Sindirim sistemi henüz tam faaliyet sergileyemeyen çocuk, protein miktarı düşük besinler almalıdır. Protein açısından yüksek değer taşıyan besinler, çocuğun mide ve sindirim sistemini aşırı derecede yorar. Anne sütünde çocuğun bu ihtiyacına uygun şekilde hazırlanmış düşük miktarda protein bulunur. Böylece çocuğun sindirim sisteminin aşırı çalışmasının önüne geçilmekte ve ilerleyen yıllarda aşırı kilolardan ve vücudun aşırı çalışmasından kaynaklanan hastalıklardan da korunması sağlanmaktadır.

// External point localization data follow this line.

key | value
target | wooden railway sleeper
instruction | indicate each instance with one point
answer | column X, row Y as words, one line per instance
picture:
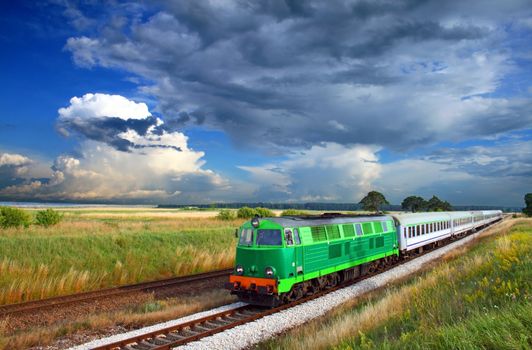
column 188, row 333
column 201, row 328
column 234, row 319
column 211, row 325
column 173, row 336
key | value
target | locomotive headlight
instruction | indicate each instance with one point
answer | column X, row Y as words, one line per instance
column 269, row 271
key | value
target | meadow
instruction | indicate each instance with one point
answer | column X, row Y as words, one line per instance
column 477, row 298
column 101, row 247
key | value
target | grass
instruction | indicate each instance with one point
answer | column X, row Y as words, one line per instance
column 478, row 298
column 93, row 249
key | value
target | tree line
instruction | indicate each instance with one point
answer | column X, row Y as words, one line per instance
column 374, row 200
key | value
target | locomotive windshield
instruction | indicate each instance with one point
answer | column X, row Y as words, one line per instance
column 269, row 237
column 246, row 237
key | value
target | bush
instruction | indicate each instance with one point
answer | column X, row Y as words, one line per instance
column 226, row 214
column 14, row 217
column 48, row 217
column 264, row 212
column 246, row 213
column 294, row 212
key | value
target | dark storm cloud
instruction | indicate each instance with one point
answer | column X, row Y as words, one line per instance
column 109, row 129
column 512, row 159
column 283, row 74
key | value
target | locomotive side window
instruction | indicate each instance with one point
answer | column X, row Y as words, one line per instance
column 246, row 237
column 358, row 228
column 269, row 237
column 296, row 236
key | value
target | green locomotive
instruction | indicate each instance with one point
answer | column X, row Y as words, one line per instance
column 282, row 259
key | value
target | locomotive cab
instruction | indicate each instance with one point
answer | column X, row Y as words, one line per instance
column 265, row 256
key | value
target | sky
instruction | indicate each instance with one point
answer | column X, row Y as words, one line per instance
column 188, row 102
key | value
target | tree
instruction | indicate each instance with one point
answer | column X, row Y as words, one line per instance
column 246, row 213
column 48, row 217
column 528, row 201
column 373, row 201
column 14, row 217
column 436, row 204
column 226, row 214
column 413, row 203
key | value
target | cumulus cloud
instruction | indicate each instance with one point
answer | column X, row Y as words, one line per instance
column 329, row 172
column 497, row 174
column 118, row 122
column 125, row 154
column 12, row 168
column 290, row 75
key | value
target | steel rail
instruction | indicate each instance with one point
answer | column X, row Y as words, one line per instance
column 41, row 304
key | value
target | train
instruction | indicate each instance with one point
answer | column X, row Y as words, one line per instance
column 282, row 259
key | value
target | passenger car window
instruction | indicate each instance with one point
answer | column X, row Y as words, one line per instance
column 246, row 237
column 269, row 237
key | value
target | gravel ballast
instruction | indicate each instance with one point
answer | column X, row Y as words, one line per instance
column 252, row 333
column 118, row 337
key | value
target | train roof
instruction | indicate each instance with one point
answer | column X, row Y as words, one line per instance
column 301, row 221
column 412, row 218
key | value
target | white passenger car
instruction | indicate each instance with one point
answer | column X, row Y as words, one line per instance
column 416, row 230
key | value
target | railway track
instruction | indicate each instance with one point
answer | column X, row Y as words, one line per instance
column 170, row 337
column 48, row 303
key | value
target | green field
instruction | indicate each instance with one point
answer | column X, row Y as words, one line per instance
column 97, row 248
column 480, row 300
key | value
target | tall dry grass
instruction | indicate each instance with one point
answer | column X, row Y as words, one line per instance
column 84, row 328
column 82, row 254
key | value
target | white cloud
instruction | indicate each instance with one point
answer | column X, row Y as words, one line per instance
column 104, row 106
column 159, row 168
column 330, row 172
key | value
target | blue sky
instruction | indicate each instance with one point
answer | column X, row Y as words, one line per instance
column 194, row 102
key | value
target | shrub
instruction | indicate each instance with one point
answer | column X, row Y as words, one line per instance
column 264, row 212
column 226, row 214
column 246, row 213
column 14, row 217
column 293, row 212
column 48, row 217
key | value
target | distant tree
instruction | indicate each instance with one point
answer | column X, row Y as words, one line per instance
column 226, row 214
column 413, row 203
column 528, row 201
column 246, row 213
column 373, row 201
column 293, row 212
column 14, row 217
column 264, row 212
column 436, row 204
column 48, row 217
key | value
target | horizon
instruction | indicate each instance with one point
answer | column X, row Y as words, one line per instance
column 210, row 102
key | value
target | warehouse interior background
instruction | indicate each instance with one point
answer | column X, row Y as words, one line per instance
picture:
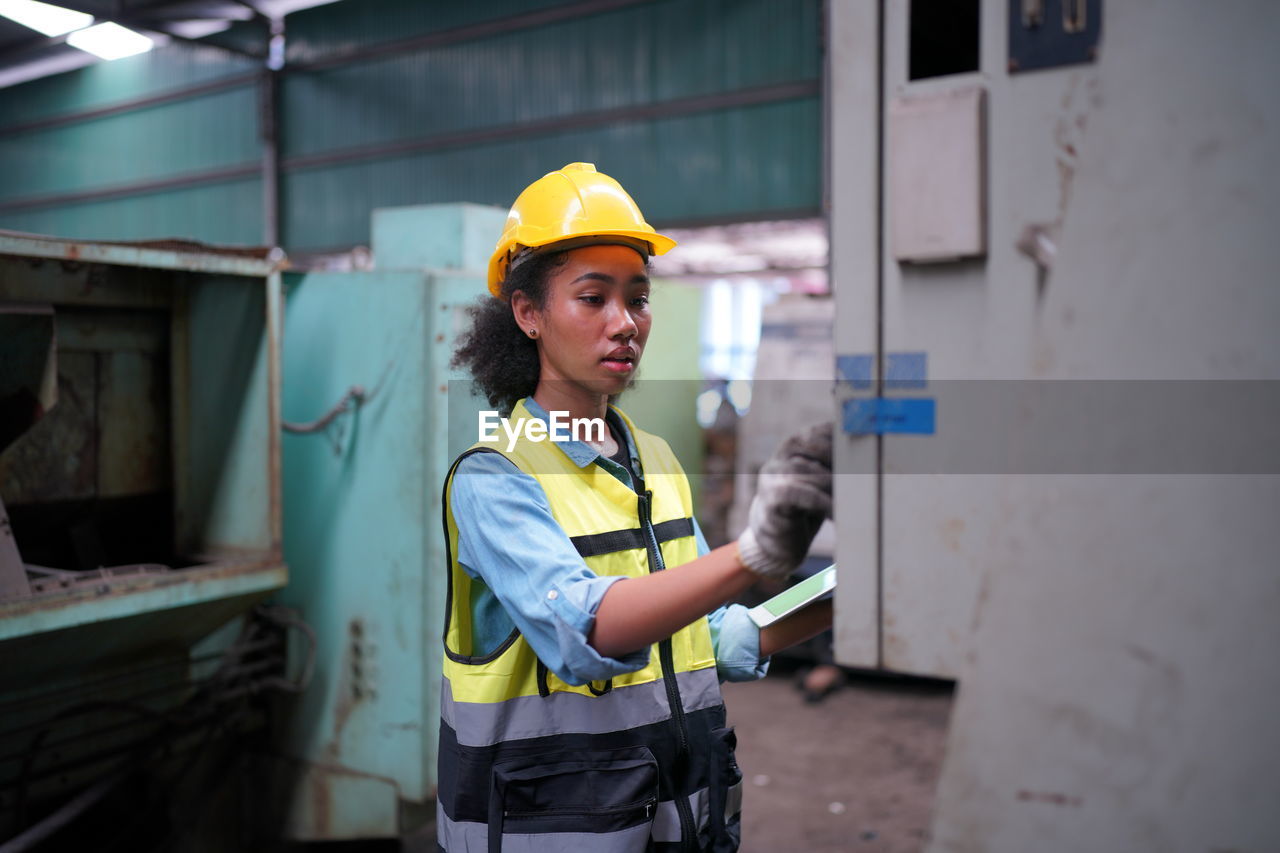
column 1020, row 251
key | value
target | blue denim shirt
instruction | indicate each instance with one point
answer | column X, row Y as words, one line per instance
column 528, row 574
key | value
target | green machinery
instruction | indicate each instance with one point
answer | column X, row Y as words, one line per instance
column 141, row 507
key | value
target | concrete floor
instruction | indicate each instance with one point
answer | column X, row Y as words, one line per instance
column 853, row 772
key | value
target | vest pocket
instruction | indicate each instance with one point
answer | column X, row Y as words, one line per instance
column 612, row 794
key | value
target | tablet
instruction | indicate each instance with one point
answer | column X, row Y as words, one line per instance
column 794, row 598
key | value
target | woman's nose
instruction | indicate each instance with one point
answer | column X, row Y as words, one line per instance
column 621, row 323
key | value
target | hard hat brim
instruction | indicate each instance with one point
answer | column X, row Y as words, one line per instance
column 498, row 264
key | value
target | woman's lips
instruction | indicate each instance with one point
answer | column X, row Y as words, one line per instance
column 618, row 365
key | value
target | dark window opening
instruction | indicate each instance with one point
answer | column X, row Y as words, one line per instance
column 944, row 37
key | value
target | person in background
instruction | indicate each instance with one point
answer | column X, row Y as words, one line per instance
column 586, row 629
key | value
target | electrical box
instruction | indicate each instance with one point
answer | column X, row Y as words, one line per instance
column 362, row 516
column 1083, row 534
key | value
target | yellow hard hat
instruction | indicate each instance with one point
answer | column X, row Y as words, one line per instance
column 575, row 204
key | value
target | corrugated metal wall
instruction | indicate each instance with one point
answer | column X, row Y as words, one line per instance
column 704, row 109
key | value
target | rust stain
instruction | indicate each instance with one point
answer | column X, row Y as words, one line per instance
column 951, row 532
column 1052, row 798
column 319, row 784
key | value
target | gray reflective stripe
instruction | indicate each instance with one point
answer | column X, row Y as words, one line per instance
column 481, row 724
column 734, row 802
column 469, row 836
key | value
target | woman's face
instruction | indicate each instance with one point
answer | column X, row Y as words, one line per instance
column 595, row 319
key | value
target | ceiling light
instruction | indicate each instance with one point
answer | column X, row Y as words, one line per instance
column 41, row 17
column 110, row 41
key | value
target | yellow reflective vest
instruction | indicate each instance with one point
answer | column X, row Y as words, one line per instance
column 640, row 762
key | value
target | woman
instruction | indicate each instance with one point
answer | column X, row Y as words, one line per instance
column 586, row 630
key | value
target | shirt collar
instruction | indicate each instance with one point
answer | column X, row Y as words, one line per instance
column 580, row 452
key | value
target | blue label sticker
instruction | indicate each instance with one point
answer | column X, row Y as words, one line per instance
column 905, row 369
column 881, row 415
column 855, row 369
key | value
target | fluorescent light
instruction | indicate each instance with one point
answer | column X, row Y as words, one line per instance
column 41, row 17
column 110, row 41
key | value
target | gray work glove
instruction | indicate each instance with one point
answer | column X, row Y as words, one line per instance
column 791, row 501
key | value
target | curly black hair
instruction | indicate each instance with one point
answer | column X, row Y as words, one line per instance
column 502, row 360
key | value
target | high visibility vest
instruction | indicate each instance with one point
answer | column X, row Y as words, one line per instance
column 640, row 762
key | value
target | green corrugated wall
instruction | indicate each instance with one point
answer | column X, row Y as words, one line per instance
column 704, row 109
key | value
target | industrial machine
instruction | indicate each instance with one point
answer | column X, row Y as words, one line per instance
column 1054, row 261
column 141, row 519
column 368, row 397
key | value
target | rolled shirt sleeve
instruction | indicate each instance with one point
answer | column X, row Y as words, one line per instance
column 511, row 542
column 735, row 637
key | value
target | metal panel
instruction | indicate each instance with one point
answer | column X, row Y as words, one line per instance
column 670, row 50
column 187, row 136
column 362, row 510
column 778, row 173
column 531, row 72
column 853, row 91
column 224, row 213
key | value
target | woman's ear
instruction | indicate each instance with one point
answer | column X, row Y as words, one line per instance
column 526, row 315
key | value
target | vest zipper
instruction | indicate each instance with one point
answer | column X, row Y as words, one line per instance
column 688, row 829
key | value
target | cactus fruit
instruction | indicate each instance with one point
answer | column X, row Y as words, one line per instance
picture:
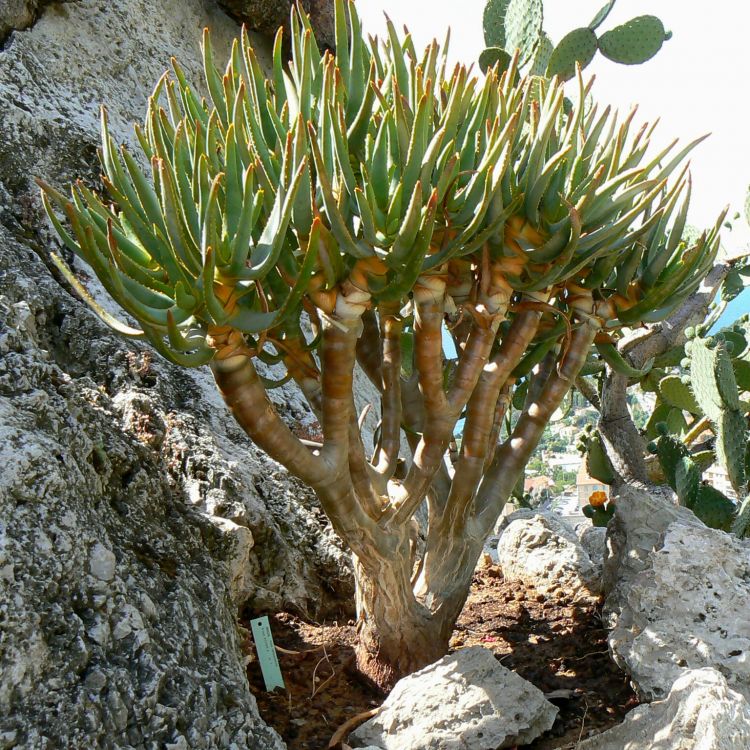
column 634, row 42
column 578, row 46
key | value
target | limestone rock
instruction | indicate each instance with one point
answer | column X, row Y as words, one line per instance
column 690, row 608
column 116, row 623
column 543, row 551
column 594, row 540
column 50, row 126
column 465, row 701
column 117, row 628
column 701, row 712
column 635, row 531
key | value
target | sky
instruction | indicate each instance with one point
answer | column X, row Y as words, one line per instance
column 698, row 83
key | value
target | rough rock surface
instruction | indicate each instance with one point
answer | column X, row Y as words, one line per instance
column 50, row 126
column 594, row 541
column 701, row 712
column 116, row 624
column 634, row 532
column 544, row 551
column 465, row 701
column 267, row 15
column 690, row 608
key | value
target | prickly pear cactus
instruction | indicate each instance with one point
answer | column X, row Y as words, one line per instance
column 715, row 389
column 494, row 56
column 634, row 42
column 598, row 464
column 684, row 476
column 494, row 23
column 716, row 374
column 542, row 56
column 523, row 27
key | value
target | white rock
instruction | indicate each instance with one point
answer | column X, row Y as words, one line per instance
column 544, row 552
column 701, row 713
column 690, row 609
column 465, row 701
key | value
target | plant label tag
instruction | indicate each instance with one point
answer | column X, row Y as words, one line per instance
column 269, row 662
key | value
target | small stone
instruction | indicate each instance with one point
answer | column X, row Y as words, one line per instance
column 465, row 700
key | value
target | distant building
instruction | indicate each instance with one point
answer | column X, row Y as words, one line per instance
column 586, row 486
column 564, row 461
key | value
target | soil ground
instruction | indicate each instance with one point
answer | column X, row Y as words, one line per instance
column 557, row 644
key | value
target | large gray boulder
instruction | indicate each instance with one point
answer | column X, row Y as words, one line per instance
column 117, row 628
column 50, row 129
column 701, row 712
column 465, row 701
column 542, row 551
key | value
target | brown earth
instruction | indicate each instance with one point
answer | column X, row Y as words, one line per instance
column 557, row 644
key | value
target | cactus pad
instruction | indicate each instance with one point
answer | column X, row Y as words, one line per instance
column 542, row 56
column 730, row 445
column 601, row 16
column 714, row 508
column 494, row 22
column 670, row 453
column 674, row 392
column 741, row 524
column 523, row 27
column 578, row 46
column 493, row 55
column 597, row 461
column 703, row 380
column 687, row 481
column 634, row 42
column 742, row 373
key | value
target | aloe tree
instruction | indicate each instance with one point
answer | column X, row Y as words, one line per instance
column 344, row 211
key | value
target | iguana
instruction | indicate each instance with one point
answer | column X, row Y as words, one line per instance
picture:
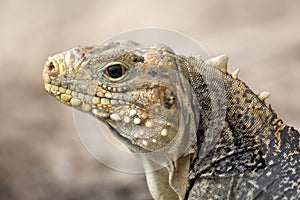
column 201, row 130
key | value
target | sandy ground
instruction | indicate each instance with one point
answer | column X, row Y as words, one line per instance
column 41, row 156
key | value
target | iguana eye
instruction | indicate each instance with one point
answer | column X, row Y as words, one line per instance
column 115, row 70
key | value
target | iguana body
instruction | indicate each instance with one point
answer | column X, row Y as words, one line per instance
column 240, row 148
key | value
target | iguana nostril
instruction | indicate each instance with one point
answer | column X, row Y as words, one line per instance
column 50, row 70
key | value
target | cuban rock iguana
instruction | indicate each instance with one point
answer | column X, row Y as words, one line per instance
column 209, row 134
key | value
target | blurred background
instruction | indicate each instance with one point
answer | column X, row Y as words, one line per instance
column 41, row 156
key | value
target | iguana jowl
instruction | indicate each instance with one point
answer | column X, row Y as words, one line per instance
column 232, row 144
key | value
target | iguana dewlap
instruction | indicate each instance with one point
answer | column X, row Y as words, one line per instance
column 204, row 131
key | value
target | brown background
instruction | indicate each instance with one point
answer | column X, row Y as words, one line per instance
column 41, row 156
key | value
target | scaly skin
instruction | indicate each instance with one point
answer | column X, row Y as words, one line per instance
column 220, row 142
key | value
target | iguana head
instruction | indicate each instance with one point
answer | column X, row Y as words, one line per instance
column 137, row 91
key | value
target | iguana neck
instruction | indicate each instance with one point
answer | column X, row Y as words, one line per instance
column 236, row 129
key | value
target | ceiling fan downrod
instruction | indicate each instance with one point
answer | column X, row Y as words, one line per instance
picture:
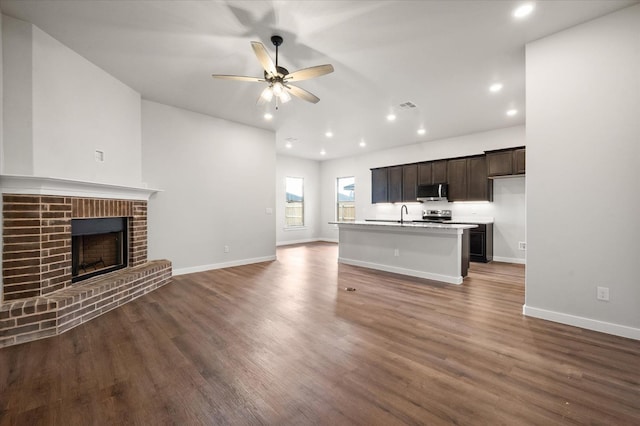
column 277, row 41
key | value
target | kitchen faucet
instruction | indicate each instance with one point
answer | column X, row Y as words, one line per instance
column 403, row 209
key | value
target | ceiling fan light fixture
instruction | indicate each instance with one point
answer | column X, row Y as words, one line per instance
column 284, row 96
column 267, row 94
column 523, row 10
column 277, row 88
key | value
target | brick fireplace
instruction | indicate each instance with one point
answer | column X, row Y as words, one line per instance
column 39, row 298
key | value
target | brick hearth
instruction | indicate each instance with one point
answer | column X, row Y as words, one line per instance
column 38, row 297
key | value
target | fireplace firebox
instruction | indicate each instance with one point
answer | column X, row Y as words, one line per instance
column 98, row 246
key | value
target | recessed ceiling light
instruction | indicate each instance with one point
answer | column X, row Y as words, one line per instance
column 523, row 10
column 495, row 87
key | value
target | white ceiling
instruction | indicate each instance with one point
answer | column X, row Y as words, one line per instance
column 440, row 55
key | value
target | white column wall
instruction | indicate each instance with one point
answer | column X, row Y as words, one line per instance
column 59, row 108
column 217, row 179
column 583, row 174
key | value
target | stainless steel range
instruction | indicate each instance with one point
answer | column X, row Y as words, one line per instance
column 436, row 215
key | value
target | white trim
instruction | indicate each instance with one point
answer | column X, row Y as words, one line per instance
column 203, row 268
column 307, row 240
column 34, row 185
column 294, row 228
column 291, row 242
column 510, row 260
column 396, row 270
column 582, row 322
column 329, row 240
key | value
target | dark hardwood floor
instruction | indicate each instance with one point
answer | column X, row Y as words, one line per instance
column 283, row 343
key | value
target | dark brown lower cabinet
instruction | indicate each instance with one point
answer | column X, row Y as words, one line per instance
column 481, row 243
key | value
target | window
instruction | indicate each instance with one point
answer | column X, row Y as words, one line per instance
column 294, row 209
column 346, row 211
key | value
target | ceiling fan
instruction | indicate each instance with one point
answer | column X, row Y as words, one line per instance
column 278, row 78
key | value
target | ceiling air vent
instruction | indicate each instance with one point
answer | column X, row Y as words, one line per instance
column 407, row 105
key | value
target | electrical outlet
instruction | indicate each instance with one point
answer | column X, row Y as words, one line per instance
column 603, row 293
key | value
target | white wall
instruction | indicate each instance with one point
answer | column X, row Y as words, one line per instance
column 583, row 174
column 507, row 208
column 17, row 83
column 218, row 180
column 1, row 139
column 60, row 108
column 309, row 170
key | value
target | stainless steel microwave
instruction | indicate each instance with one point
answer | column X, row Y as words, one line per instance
column 436, row 192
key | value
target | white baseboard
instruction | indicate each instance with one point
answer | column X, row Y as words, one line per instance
column 582, row 322
column 510, row 260
column 411, row 272
column 328, row 240
column 202, row 268
column 292, row 242
column 304, row 241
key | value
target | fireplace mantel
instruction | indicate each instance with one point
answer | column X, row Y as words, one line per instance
column 34, row 185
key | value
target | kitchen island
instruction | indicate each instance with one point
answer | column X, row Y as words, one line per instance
column 434, row 251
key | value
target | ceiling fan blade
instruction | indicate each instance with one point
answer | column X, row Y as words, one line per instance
column 303, row 94
column 264, row 58
column 311, row 72
column 237, row 77
column 265, row 96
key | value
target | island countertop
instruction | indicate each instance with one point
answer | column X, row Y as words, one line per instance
column 435, row 251
column 406, row 224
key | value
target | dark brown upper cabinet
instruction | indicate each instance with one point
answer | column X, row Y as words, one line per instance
column 409, row 182
column 379, row 186
column 432, row 172
column 519, row 161
column 395, row 184
column 506, row 162
column 467, row 179
column 439, row 171
column 424, row 173
column 457, row 179
column 479, row 187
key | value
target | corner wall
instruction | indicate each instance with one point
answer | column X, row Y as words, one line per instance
column 217, row 179
column 59, row 108
column 583, row 147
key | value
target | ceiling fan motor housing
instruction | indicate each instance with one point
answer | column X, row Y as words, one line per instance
column 276, row 40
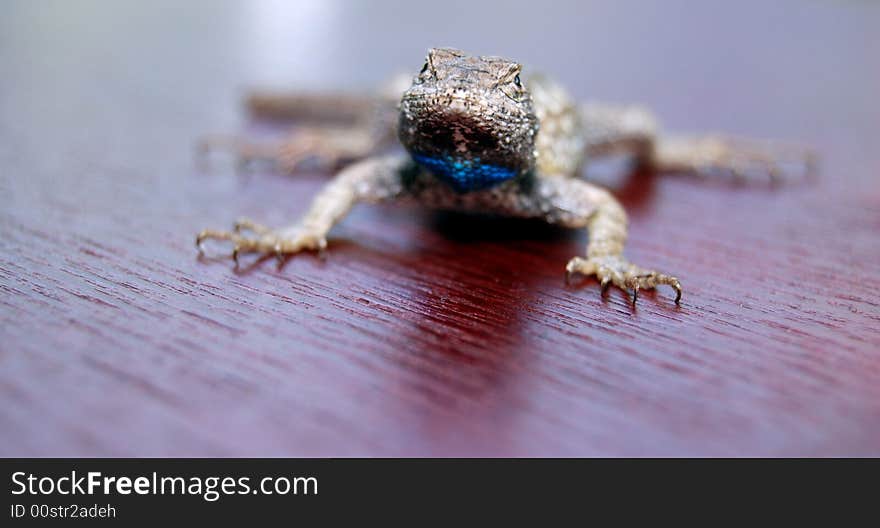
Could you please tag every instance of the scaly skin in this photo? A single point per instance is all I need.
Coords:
(480, 138)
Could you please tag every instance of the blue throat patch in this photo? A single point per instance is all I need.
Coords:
(465, 175)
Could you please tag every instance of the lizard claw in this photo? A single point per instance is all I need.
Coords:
(618, 271)
(279, 243)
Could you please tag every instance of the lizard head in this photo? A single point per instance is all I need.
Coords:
(469, 120)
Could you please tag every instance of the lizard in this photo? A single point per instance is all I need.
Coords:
(478, 136)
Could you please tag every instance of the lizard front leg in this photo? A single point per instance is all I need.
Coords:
(333, 129)
(632, 129)
(576, 203)
(372, 180)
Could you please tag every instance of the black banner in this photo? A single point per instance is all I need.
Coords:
(325, 490)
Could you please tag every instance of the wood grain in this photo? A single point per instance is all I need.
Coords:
(430, 334)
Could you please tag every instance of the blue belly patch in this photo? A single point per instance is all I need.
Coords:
(465, 175)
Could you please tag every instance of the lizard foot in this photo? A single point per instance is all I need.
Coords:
(265, 240)
(618, 271)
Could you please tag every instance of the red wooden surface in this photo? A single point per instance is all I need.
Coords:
(424, 334)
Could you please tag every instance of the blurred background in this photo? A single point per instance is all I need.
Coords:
(115, 340)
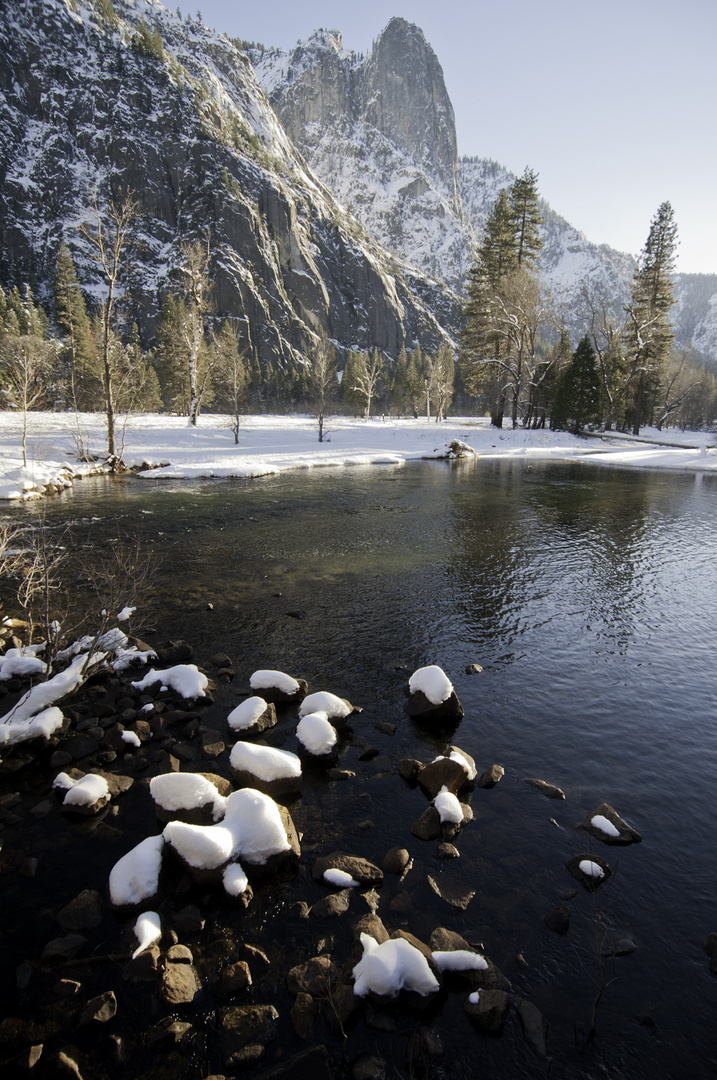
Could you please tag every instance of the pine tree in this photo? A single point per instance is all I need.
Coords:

Anne sütü üzerinde titiz araştırma yapan vicdan sahibi uzmanlar, böyle bir formülün Allah tarafından bebeklere özgü bir ikram olduğu konusunda hemfikirdirler. Eğer bu özel formül insanlar tarafından taklit edilebilseydi yeryüzünün miligram cinsinden en pahalı besini, herhâlde anne sütü olurdu.
Düşünün lütfen, çocuğun ihtiyaç duyduğu ve zekâsını doğrudan etkileyen, “Omega-3 yağ asidi”ni bulabilmek için Kuzey Denizi’ndeki somon balıklarının peşine düşmek gerekirdi. Zira somon balığı Omega-3 yağ asidi açısından zengin bir yiyecektir. Oysaki hiçbir annenin kendi çocuğunun zekâsına doğrudan tesir edecek olan bu besin maddesini bulmak için Kuzey Denizi’ne gitmesine gerek yoktur; çünkü anne sütü Omega-3 yağ asidi açısından çocuğun ihtiyaç duyduğu oranda, İlahî bir mucize ile anne göğsünden bebeğe ikram edilmektedir.
***
Anne sütüyle beslenen çocukların diş yapılarının anne sütü emmeyenlere göre daha düzgün olduğu görülmektedir.
Bebek, annesini emerken damağı ve diş etleri, anne göğsü tarafından bir çeşit masaja tabi tutulmakta ve dişlerin en düzgün şekilde oluşmasına zemin hazırlanmaktadır.